きいろい青空【完】



「うち、行くから」



「ねぇ花恋…お願いだから。一生の…お願いだから…」




この腕を離したら、花恋は行ってしまう。


離したら…



ずっとずっとずっと帰ってきてくれないような気がして…。


とてつもない不安に駆られる。




約束を憶えてないとわかった絶望感があるのに、俺のしまっていた気持ちは言葉となってあふれ出す。

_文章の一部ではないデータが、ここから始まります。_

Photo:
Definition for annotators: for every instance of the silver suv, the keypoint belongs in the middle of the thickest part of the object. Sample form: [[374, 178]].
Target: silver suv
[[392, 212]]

「幼なじみになって下さい。俺の隣に帰ってきて下さい…。俺のそばにずっといて下さい。花恋のこと、忘れた事なんて無かった…頑張ったけど…出来なかった…花恋、俺は……っ」




「離し…て…」




花恋は俺の言葉をさえぎって、つぶやいた。


花恋の声と体が震えている。


聞こえないほどの小さな声。




「お願いだから……手を…離し…て?」




俺の手は、込めていた力を弱める。


花恋の細い腕はスルリと俺の手から抜けた。




為すすべもなく、その場に立ち尽くす俺…


俺からどんどん遠くなる愛しい花恋の背中。




バカだろ…俺は。





どうして。


いつもいつも、あと少しで手が届かないんだろう…?






言えなかった言葉をひとり声に出してみる。